Кэрри забралась на высокий стул рядом с мамой, а Мэри и Лора уселись на диван. Они сидели тихо и не разговаривали, чтобы Грейс могла после обеда поспать.

Посреди комнаты стоял стол с лампой на медной подставке. На концах его изогнутых ножек красовались стеклянные шарики. Кружевные занавески были собраны по обеим сторонам окна, и между ними виднелась прерия и уходящая вдаль дорога — может, та самая, по которой должен приехать папа. Значит, все они уедут по этой дороге и в один прекрасный день где-то там, далеко-далеко, где она кончается, поселятся на новом участке. Но еще лучше было бы нигде не останавливаться, а все время ехать и ехать, до самого конца дороги, где бы он ни был.

Весь этот долгий день до самого вечера они тихонько просидели в гостиной. Грейс спала, Кэрри тоже поспала немножко, и даже мама вздремнула. Солнце уже начинало садиться, когда вдали на дороге появилась крохотная упряжка с фургоном. Постепенно они становились все больше и больше. Грейс уже проснулась и вместе со всеми смотрела в окно. Наконец фургон стал обыкновенных размеров, и они увидели, что это папин фургон и в нем сидит папа.

Они находились в гостинице и потому не могли выбежать ему навстречу. Но через минуту он уже входил в комнату со словами:

— Вот и я! Ну, как тут мои девочки?

Лагерь железнодорожников

Рано утром все уселись в фургон и двинулись на Запад. Грейс посадили между папой и мамой на пружинное сиденье, а Лора с Кэрри сидели по обе стороны от Мэри на доске, уложенной поперек кузова.

Путешествовать на поезде интересно и быстро, но Лоре больше нравился фургон. Ехать предстояло всего один день, и поэтому папа не стал натягивать на фургон парусину. Над головой простиралось широкое небо, прерия с разбросанными тут и там фермами уходила вдаль. Фургон ехал медленно, поэтому можно было все рассмотреть и спокойно поговорить.

Тишину нарушали только стук лошадиных копыт да поскрипыванье фургона.

Папа сказал, что дядя Хайрем закончил работы на первом участке дороги и теперь перебирается дальше на Запад.

Люди уже уехали, — продолжал он. — Остались только семья Доры и несколько погонщиков. Скоро они разберут последние хижины и увезут их с собой.

— И тогда мы тоже поедем дальше? — спросила мама.

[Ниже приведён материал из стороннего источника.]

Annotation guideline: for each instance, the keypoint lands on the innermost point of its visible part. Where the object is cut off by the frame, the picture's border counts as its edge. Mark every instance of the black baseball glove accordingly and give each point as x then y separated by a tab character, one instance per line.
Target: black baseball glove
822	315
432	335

— Да, через несколько дней, — ответил папа. Он еще не подыскал себе участок. Он поищет его дальше на Западе.

Лора не видела почти ничего, о чем стоило бы рассказать Мэри. Лошади шли по дороге посреди прерии, а рядом все время тянулась земляная насыпь для будущей железной дороги. С северной стороны виднелись такие же поля и хижины, как дома, только поновее и размерами поменьше.

Становилось теплее. Фургон все время потряхивало, и от толчков тряслась жесткая деревянная доска, на которой сидели девочки. Солнце, казалось, еще никогда не ползло вверх так медленно. Кэрри вздохнула, ее худенькое личико совсем побледнело. Но Лора ничем не могла ей помочь. Они с Кэрри должны сидеть по краям доски, где трясет сильнее всего, потому что посредине должна быть Мэри.

Наконец солнце повисло над головой, папа остановил лошадей на берегу небольшого ручья, и сразу настала тишина. Слышалось только, как ручеек разговаривает сам с собой и лошади жуют овес из ящика с кормом, прикрепленного к задку фургона. Мама расстелила на теплой траве скатерть и открыла коробку с завтраком. В коробке лежали бутерброды, крутые яйца и бумажный пакетик с перцем и солью, куда надо обмакивать надкусанные яйца.